The patriotic family Robert Warschauer was around the turn of the 20th century, the largest taxpayers of the city of Charlottenburg , which was at times the Prussian city with the highest tax revenues per capita.

In 1878 Robert Warschauer suffered a stroke and from then on could no longer perform the management function in his bank. In 1882, his son joined the bank as a partner.
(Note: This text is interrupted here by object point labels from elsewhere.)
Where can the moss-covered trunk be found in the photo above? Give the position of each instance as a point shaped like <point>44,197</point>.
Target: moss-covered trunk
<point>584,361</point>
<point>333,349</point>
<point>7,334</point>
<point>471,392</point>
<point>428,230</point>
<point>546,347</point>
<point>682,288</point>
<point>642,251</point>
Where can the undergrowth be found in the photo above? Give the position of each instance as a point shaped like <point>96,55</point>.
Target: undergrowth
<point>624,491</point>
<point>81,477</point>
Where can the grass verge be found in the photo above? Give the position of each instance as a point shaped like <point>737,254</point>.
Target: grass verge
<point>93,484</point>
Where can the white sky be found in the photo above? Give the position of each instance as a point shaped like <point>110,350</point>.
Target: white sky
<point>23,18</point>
Robert Warschauer senior died in Berlin in 1884 at the age of 68. He was buried in Cemetery III of the Jerusalem and New Churches in front of the Hallesches Tor . The hereditary burial was on the north side of the cemetery and was destroyed in the 1960s when Blücherstraße was extended over this part of the cemetery to Mehringdamm .

progeny

Grave of Marie (1855–1906) and Ernst von Mendelssohn-Bartholdy (1846–1909) at the Börnicke village church

literature

  • Laura Herr: Work is a citizen's adornment. The private banking house Robert Warschauer & Co. Publications of the Eugen Gutmann Society, 2014, ISBN 978-3-9812511-6-6 .
  • Hanns Weber: Bankplatz Berlin, Verlag für Sozialwissenschaften, 1957, ISBN 3663004260 .
  • Arnold Körte: Martin Gropius. Life and work of a Berlin architect 1824 - 1880. Lukas Vlg f. Art and Intellectual history, Berlin, 2013, ISBN 3867320802 .

Web links

Individual evidence

  1. Hartmut Kaelble : Berlin entrepreneur during the early industrialization. de Gruyter, Berlin, 1972, ISBN 3-11-003873-0 , p. 28.
  2. Eduard Hermann Veit was first a co-founder and executive employee, from 1869 partner, 1876 councilor of commerce and in 1883 he was appointed secret councilor of commerce .
  3. Communications of the Association for the History of Berlin , Issue 1, January 1992. Herbert May: Robert Warschauer (1860-1918), a Berlin private banker, p. 107f.
  4. ^ Gerhild Komander : Berlins first telephone book 1881. Berlin Story, 2006, ISBN 3929829339 , p. 92.
  5. ^ Sebastian Panwitz: The Society of Friends (1792-1935). Berlin Jews between Enlightenment and high finance. Hildesheim: Georg Olms, 2007, ISBN 978-3-487-13346-1 .
  6. Tagesspiegel, Thomas Lack Rann: The noise of a vanished time . , accessed June 29, 2015.
  7. Thomas Lackmann and Ernst Siegel: Wedding with war damage.  ( Page no longer available , search in web archivesInfo: The link was automatically marked as defective. Please check the link according to the instructions and then remove this notice. , accessed June 29, 2015.@1@ 2Template: Toter Link / www.kulturstiftung.de  
  8. ^ Stephan Brandt: The Charlottenburg old town. Sutton, Erfurt 2011, ISBN 978-3-86680-861-4 . P. 8.
  9. ^ Hans-Jürgen Mende : Lexicon of Berlin burial places . Pharus-Plan, Berlin 2018, ISBN 978-3-86514-206-1 , p. 247.